Client Onboarding

Where accountancy firms go wrong with client onboarding 

First impressions count and often have a lasting impact on the client relationship. Attracting and securing clients is also a costly job. Simon Leek, Founder of FibreCRM talks about how tech can benefit client onboarding

According to a previous report by Invesp, they estimate that it costs five times as much to attract a customer as to keep an existing one. With such a significant investment, firms cannot afford to fail at the first hurdle when it comes to the onboarding process, and yet, by their anecdotal admissions, this is an area that many firms struggle with.

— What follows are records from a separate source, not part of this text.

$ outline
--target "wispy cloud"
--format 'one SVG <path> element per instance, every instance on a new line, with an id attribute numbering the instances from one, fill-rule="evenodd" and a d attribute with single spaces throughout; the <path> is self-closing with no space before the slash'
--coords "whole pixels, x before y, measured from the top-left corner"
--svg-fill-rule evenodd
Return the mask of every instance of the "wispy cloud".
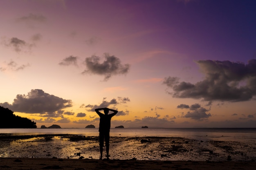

Whether it is drawing up an effective initial proposal or completing the various compliance steps, such as Know Your Client (KYC) and Anti-Money Laundering (AML) procedures, many firms find onboarding difficult.

Simon Leek
Founder
FibreCRM

Why is client onboarding challenging?

Realistically, the process of onboarding isn’t itself complex, it is more the draw on resources and time that is required to successfully start work with a client.

Not only does it require firms to prepare documents for each new client, but they must also draw out the information from the client directly and later publish it to the practice management software to complete many essential onboarding tasks.

This often effectively results in double or triple data entry, as information is transferred from one place to another.

Not only is this laborious and inefficient, but it can create additional data security risks as well.

Although many of these tasks are often handled by administrators within a firm or more junior professionals, they must have continued oversight from managers and partners.

This often pulls them away from existing client work, creating frustration and inefficiency, while sometimes testing the patience of experts, who could otherwise be performing billable work or securing new clients.

Ultimately then, inefficient onboarding creates a pinch point within many firms that restricts their capacity and limits their growth.

How can technology assist firms with onboarding? 

Existing practice management software has its limitations, and while there are often integrations that work with other platforms and content providers, there often is not a single streamlined service.

This has been the basis for the innovations that we have created as a business. We believe in a single solution, not a patchwork collection of disjointed apps and programmes, some of which do and don’t integrate with one another.

This approach is confusing and often complicates what should be a simple process. With the power of the cloud and the various APIs that exist, there is now a much easier, straightforward approach that firms can take.

Using solutions like our own, it is possible to handle every stage of onboarding from creating a proposal document that automatically pulls in key information from practice management software, to drawing up and templating critical processes, such as KYC, AML and e-signing.

What’s more, this then feeds back into wider CRM solutions opening up even greater opportunities to upsell, cross-sell and improve the client relationship once it is established.

We have seen first-hand from a number of firms in the UK, US and Canada how technology, such as our own, can more than halve the time it takes to onboard a new client.

This has freed up valuable time so that our clients can take on more of their own clients without needing more staff while creating interactions that are modern and digitally astute.

Future-ready

The expectations of clients have changed considerably in the last few years, and inevitably, as part of this, they expect accountancy firms to be more switched on and active when it comes to technology.

While once firms may have been concerned about the loss of the ‘personal touch’, many practices and professionals better appreciate the efficiencies that automation delivers.

While many have already seen and are employing the benefits of practical, online accounting software to save them time with client compliance, fewer are yet to invest in, and experience, the ways that technology can help with other functions in their practice.

Onboarding is one area where the use of carefully integrated technology can alleviate the strain of running and growing a practice.

The management of these processes is becoming all the more critical in an age where the profession is struggling to recruit new staff to fulfil many of these essential, but time-consuming, practice management tasks.